There is a silver lining—AdMonsters has long believed programmatic would reign large in mobile because of the targeting potential of location data and IDs based on device graphs. Yes, it’s the most personal of all devices, so it makes sense that targeted advertising would be far more effective and popular than run-of-site.
Imagine a format that’s lightweight and non-interruptive zooming through programmatic pipes, fueled by ever-powerful and personal mobile data? The potential is off the charts.
eMarketer came to a very similar conclusion in its report: “As publishers redesign their content experiences for a mobile-first world, enabling programmatic access to in-feed or in-article ads is becoming a no-brainer for those looking to offer buyers more of their higher-value inventory.”
Ride the Growth Curve
It’s also worth noting, though, that the same report suggests that advertisers will spend around $28.24 billion on native altogether in 2018—that’s more than $23 billion for social native on networks like Facebook.
Facebook continuing to dominate mobile in 2018 won’t even surprise the most casual of mobile observers.

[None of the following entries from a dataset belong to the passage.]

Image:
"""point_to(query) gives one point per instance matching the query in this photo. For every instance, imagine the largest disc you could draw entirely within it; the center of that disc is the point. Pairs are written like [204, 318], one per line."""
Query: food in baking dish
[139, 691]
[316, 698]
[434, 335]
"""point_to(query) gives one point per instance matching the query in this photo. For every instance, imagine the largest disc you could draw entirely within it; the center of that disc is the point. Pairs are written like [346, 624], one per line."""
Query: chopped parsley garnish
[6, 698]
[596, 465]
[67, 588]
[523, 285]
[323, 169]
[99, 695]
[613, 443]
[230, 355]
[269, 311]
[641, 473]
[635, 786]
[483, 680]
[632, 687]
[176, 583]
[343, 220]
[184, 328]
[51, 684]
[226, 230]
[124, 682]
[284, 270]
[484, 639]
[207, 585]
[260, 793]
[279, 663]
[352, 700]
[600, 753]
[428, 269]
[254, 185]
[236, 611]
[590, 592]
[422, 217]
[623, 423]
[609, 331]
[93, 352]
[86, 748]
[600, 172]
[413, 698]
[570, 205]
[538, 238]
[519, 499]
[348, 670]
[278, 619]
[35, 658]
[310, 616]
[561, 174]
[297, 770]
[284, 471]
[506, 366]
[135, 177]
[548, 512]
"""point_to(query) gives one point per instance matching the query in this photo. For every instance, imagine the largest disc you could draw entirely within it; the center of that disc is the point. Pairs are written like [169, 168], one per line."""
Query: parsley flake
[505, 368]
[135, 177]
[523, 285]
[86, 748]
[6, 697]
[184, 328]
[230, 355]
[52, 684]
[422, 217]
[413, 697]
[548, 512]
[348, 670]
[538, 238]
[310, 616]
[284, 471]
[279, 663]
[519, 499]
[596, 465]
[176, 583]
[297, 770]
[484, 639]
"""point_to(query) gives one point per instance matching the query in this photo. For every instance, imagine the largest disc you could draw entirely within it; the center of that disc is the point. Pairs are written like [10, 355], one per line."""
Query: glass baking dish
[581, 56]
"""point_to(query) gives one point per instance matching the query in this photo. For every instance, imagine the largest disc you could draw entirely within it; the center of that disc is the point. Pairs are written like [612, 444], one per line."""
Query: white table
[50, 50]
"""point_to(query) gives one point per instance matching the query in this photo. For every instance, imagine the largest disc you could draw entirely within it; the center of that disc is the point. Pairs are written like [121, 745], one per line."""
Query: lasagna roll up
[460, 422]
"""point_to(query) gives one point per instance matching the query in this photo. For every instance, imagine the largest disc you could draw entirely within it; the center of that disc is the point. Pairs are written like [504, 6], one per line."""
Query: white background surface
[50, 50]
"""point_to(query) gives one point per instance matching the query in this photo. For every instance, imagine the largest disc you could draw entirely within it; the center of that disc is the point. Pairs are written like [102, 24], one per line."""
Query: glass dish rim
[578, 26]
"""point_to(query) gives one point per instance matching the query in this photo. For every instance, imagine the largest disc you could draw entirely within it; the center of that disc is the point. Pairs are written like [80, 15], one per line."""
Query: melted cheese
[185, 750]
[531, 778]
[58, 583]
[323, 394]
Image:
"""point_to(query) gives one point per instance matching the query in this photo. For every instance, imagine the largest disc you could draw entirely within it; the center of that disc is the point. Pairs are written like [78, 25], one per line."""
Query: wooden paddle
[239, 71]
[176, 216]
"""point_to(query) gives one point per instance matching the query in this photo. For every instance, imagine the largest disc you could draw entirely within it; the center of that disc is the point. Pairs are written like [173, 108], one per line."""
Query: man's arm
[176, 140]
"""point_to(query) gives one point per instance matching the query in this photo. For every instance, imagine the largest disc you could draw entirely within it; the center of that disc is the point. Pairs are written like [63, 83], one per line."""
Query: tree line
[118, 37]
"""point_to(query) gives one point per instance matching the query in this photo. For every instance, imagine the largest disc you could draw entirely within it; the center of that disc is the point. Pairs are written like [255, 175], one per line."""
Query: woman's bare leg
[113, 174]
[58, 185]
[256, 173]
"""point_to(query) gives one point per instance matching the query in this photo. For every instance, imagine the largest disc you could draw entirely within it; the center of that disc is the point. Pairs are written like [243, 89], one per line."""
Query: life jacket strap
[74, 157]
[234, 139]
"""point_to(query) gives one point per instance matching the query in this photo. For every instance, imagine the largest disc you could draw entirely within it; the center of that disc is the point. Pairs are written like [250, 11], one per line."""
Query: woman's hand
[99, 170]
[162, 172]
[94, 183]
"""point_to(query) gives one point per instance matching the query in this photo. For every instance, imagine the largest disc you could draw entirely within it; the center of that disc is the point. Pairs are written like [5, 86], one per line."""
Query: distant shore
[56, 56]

But take a look at the growth rate for non-social native vs. overall native in 2017, presented in handy graph form thanks to a TripleLift whitepaper.
Non-social native has a higher velocity precisely because of the programmatic channels. Since the company closed its FBX exchange, advertisers have less control over ad targeting on Facebook compared to non-social inventory.
Obviously, advertiser’s enthusiastic spend on social native shows they like the format, but now they want the targeting command they have long enjoyed with desktop (and mobile) programmatic. It doesn’t hurt that advertisers are appearing on the mobile websites and apps of their trusted premium publisher partners, waylaying the ever-present brand safety woes.
The growth curve is on publishers’ side, but drawing that extra spend is a team effort. Not only do publishers need to ensure their readiness, they need to demand their tech partners support native component-based advertising. They might even have to apply pressure by lowering the priority of programmatic partners that don’t support native.
A drastic move, sure, but progress rarely yields for the non-compliant. Not only is native set to contract the gap between desktop and mobile for publishers, it’s quickly establishing itself as the future of display creative.